Furthermore, the increases were greater for the poorest households. Households with a very low socioeconomic level increased their labor income by 19%, while those in the low-income strata increased it by 5%. This makes sense. The minimum wage is earned — above all — by people who come from the lowest socioeconomic strata. Therefore, its increase had a progressive impact.

Second, inequality was reduced because there was a change in the business ecosystem. Unlike in previous six-year administrations — where large companies tended to grow more and have higher returns — in this six-year-long period, small companies have had exceptional returns. 90% of households with income from small businesses increased their income since 2018.

Similar to labor income, the improvements were much larger for low-income households. Households with a very low socioeconomic level increased their small business income by 17%, while those with a low socioeconomic level grew it by 15%.

On the other hand, the income that the richest households received from their large companies fell. From 2018 to 2022, the reduction was 18%. For example, in 2018, the very rich reported receiving an average monthly income of 915,000 pesos ($53,500). Today, on average, they only receive 750,000 pesos ($44,000).

It will be necessary to dedicate further study to understanding why this happened, but it seems like the increase in social transfers may be behind it. Much of the money that low-income people receive from the government isn’t spent in large companies, but in small and informal businesses. This flow of resources may be behind the abnormally positive six-year-long term that small business owners have experienced in Mexico.

Finally, a third point that contributed to the reduction of inequality during the six-year term were the decreases in rents charged by households in the upper-middle-class and rich socioeconomic strata. According to the ENIGH, rich households used to receive 710,000 pesos ($41,500) per month in rental income on average in 2018. Today, they receive 590,000 pesos ($34,500). Households with a high socioeconomic level also had a slight reduction in this type of income. They used to receive 36,000 pesos ($2,100) in rent per month. Now, they receive 33,000 pesos ($1,900).

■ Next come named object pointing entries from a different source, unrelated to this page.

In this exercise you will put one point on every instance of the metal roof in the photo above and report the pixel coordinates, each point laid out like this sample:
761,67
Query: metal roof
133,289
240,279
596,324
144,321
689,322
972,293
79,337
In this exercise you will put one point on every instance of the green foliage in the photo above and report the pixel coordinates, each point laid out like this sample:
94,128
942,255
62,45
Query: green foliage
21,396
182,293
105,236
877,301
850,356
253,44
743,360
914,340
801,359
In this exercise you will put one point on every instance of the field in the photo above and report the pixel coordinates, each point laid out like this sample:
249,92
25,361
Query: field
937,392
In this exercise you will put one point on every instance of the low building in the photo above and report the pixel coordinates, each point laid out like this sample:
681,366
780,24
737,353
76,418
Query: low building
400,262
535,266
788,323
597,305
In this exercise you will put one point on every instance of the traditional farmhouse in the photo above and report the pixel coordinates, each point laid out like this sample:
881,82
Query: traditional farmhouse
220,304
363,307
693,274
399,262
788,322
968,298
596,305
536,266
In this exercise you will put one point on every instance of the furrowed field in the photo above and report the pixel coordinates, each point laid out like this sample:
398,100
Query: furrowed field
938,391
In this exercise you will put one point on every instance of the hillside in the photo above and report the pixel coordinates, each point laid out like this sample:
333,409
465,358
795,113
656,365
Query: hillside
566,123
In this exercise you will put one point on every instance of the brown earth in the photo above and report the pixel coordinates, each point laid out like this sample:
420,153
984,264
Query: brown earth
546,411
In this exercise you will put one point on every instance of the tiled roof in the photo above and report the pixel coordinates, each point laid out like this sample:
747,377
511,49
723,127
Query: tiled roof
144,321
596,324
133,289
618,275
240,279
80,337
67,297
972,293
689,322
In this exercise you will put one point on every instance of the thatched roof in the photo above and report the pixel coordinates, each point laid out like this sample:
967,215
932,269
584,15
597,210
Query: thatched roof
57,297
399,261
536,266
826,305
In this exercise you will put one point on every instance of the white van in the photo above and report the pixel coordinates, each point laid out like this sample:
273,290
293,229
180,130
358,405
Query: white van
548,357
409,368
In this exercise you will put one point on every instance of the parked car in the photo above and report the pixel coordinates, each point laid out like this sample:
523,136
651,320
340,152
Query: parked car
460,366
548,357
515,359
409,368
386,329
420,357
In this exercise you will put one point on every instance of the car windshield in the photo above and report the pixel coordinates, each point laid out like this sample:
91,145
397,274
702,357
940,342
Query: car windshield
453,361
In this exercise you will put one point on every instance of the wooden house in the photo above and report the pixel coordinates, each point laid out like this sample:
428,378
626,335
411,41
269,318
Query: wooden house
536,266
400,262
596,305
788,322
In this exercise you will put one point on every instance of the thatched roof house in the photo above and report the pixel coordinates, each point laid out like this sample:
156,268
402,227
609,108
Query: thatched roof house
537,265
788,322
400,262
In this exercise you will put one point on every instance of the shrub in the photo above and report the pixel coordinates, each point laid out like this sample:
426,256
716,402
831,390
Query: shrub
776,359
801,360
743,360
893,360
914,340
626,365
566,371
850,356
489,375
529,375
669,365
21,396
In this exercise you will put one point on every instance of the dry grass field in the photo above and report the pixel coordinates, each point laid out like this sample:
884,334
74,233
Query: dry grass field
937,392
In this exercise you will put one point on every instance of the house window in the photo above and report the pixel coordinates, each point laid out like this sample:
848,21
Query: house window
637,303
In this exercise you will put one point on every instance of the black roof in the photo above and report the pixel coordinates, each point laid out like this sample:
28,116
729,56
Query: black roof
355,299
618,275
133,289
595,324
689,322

There are several aspects that could influence this. Perhaps the value of certain rents — especially when it comes to large-scale agricultural land — failed to rise as much as inflation did. Another possibility is that rental income has decreased across the board due to many people returning to their hometowns during the pandemic, leaving higher vacancy rates in cities. Covid also changed work habits: it made the home office possible for many more Mexicans and thus made it easier for certain professionals to no longer have to pay high rents in central locations. Rather, they were able to travel and pay less rent. All these possibilities will have to be studied in more detail.

Thus, inequality was reduced due to the combination of three aspects: higher labor income, the improved performance of small businesses and a decline in the amount of money spent on rent.

It’s still worth mentioning that inequality could have decreased even more had social policies been more effective. During the six-year-long term, cash transfers doubled. However, those who’ve seen the biggest increase in their receipt of transfers from the federal government aren’t poor households. On the contrary: the richest Mexicans benefited the most from subsidies.

The data is very revealing. Among households classified as being very low-income, funds from social programs increased by 17%. However, among those at a high level, these funds increased by 216%. This is explained because, before 2018, the richest Mexicans barely received any social transfers at all. But since then, social policies were universalized. As a result, many more high-income households — which were previously excluded from social programs — were reached. If social programs had reached more vulnerable citizens instead, inequality would have been reduced even further.